I sigh. "Honestly? I have no idea. Purity's not going to be happy and she's at large, so maybe she will try to kill me. We didn't exactly have a chance to hash it out over drinks."

Mr. Doe makes a noncommittal noise. "Either way, it's probably for the best if the shop isn't open tomorrow. Or the day after. Maybe on Saturday, depending on how the employees are feeling. My advice? Go home, have dinner, and get some sleep. We'll assess damage and figure out the public response tomorrow. For now, just don't run across a Thinker's hidden base or an S-class threat by accident."

I laugh harshly into the phone. "I'll try." He hangs up after that. I give the employees who haven't left yet some bone souvenirs and leave my number and Mr. Doe's instructions with the manager. Then I go outside and head home.


Dinner is quiet, and Dad's been paying close attention to me throughout. After about ten minutes or so his fork clinks as he sets it down against his plate. He looks me in the eye.

"Taylor, are you alright?" he asks.

I sketch a false smile on my face, so fake that I know I'm not fooling anyone.

"I tried to make a good first impression with some people and it didn't turn out the way I wanted."

Dad frowns and takes another bite of his mashed potatoes.

"I know a thing or two about recovering from a bad start. Anything I can help with?" I imagine Dad trying to negotiate with Kaiser, or talk down Armsmaster. I almost laugh. I shake my head instead.

"No, not really. I've already asked someone for advice, and they told me to let it cool down for a few days before I try to do anything else about it. Something about letting people process."

Dad's face becomes thoughtful as he rubs his chin.

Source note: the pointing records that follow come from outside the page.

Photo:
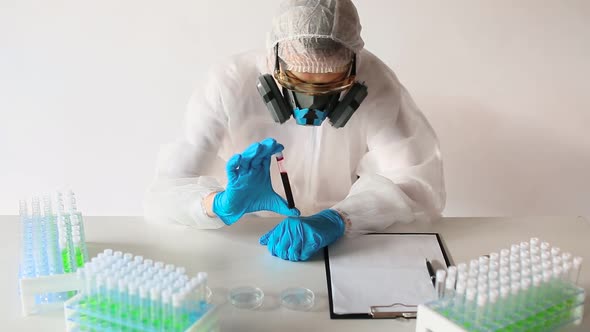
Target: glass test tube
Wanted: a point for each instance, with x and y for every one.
(285, 179)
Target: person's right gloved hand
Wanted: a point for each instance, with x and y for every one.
(249, 188)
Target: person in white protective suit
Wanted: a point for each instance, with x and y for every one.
(375, 162)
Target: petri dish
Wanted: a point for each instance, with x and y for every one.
(297, 298)
(246, 297)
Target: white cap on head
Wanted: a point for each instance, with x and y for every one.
(316, 36)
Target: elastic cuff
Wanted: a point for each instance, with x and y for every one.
(346, 219)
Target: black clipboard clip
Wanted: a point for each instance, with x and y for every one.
(377, 312)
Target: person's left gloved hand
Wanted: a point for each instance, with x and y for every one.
(298, 238)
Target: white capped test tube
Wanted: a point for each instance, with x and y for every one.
(515, 276)
(494, 284)
(470, 294)
(576, 267)
(483, 260)
(452, 271)
(514, 287)
(482, 301)
(504, 253)
(504, 280)
(494, 257)
(557, 272)
(567, 271)
(440, 283)
(547, 275)
(483, 270)
(515, 267)
(462, 276)
(178, 310)
(482, 279)
(462, 267)
(504, 261)
(525, 263)
(155, 305)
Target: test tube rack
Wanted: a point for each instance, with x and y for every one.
(122, 292)
(53, 246)
(531, 287)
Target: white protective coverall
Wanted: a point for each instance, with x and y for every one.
(383, 167)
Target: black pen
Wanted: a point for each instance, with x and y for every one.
(285, 179)
(431, 272)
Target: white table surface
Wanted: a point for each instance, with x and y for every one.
(233, 257)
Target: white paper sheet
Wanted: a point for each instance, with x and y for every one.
(382, 269)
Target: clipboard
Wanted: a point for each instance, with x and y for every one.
(372, 245)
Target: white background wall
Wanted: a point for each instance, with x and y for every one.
(90, 88)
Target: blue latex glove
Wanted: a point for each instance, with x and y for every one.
(249, 188)
(298, 238)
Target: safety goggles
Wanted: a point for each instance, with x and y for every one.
(289, 81)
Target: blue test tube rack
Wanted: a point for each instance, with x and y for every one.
(530, 287)
(122, 292)
(53, 246)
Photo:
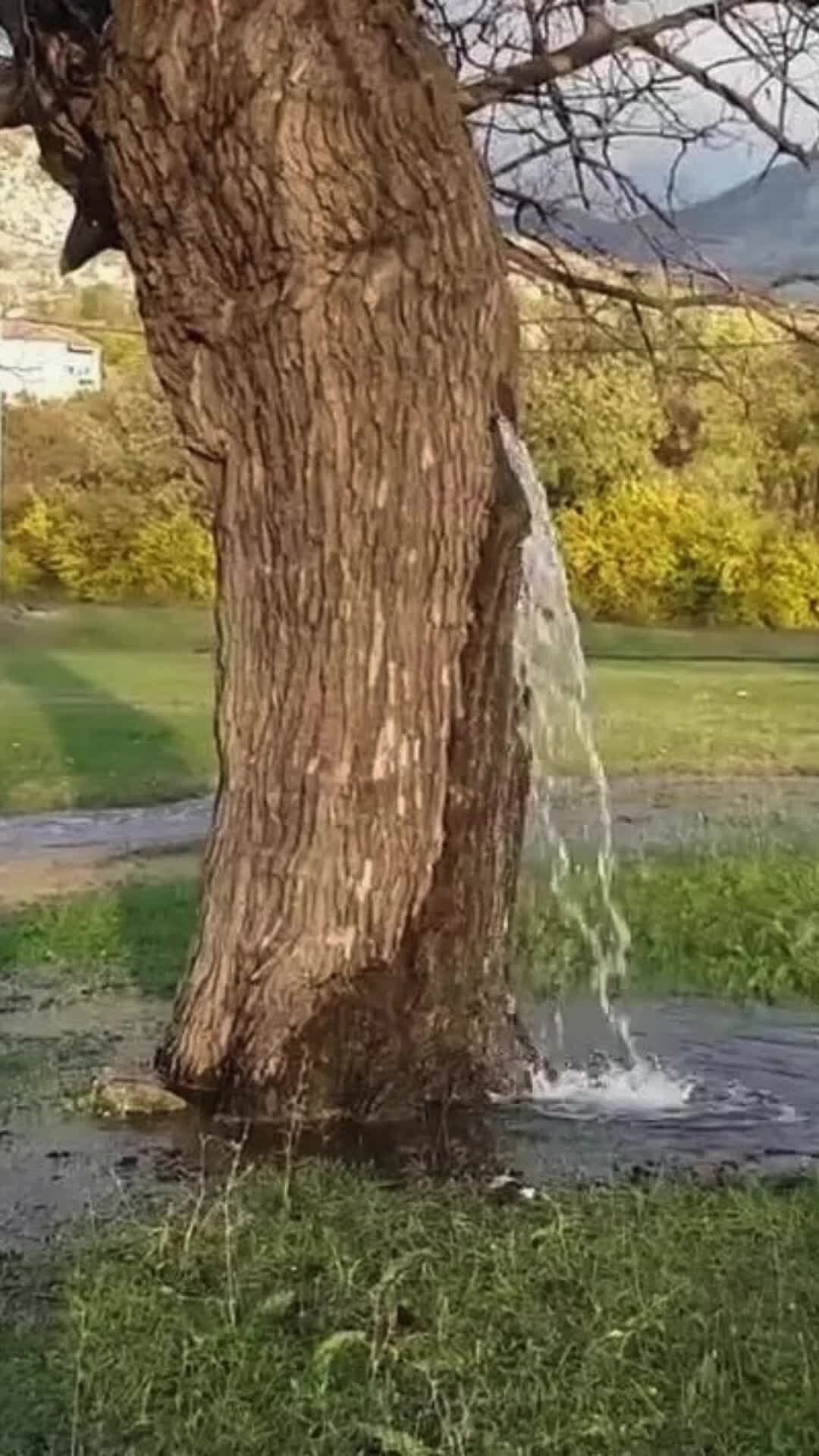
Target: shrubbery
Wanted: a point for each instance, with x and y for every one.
(662, 551)
(681, 457)
(101, 503)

"I mean, there's merit to the wait-and-see approach. On the other hand," he lifts his fork, a few green beans speared on the end of it, "Waiting means that whatever impression you made, good or bad, is going to be the only image in their heads for a while. If you don't take steps to correct that, it's only going to become more difficult to fix in the future. Maybe try again? Take the initiative, set up a meeting, and see if you can't set things straight before they come to their own conclusions."

I take a bite of chicken and mull it over. I could go in for some volunteer hours at the hospital, or pull another 'petals in the park' stunt. Nothing controversial, just something to make sure that people know I'm not dead.

It's either that or laying low, staying hidden, and letting someone else tell the story.

I swallow the chicken. "Yeah, I think that could work. Thanks Dad." I put on another smile, this one a little more honest. Dad grins back.

"Glad I could help." The dinner is still quiet after that, but the silence isn't as heavy. When I go to bed, I think about booting up my computer and trying to justify my actions on PHO. I think about it, but I don't. That's tomorrow's problem. Instead, I change into my pj's, turn off the lights, and go to sleep.

I dream of dancing between flashes of light, chasing something, and being happy.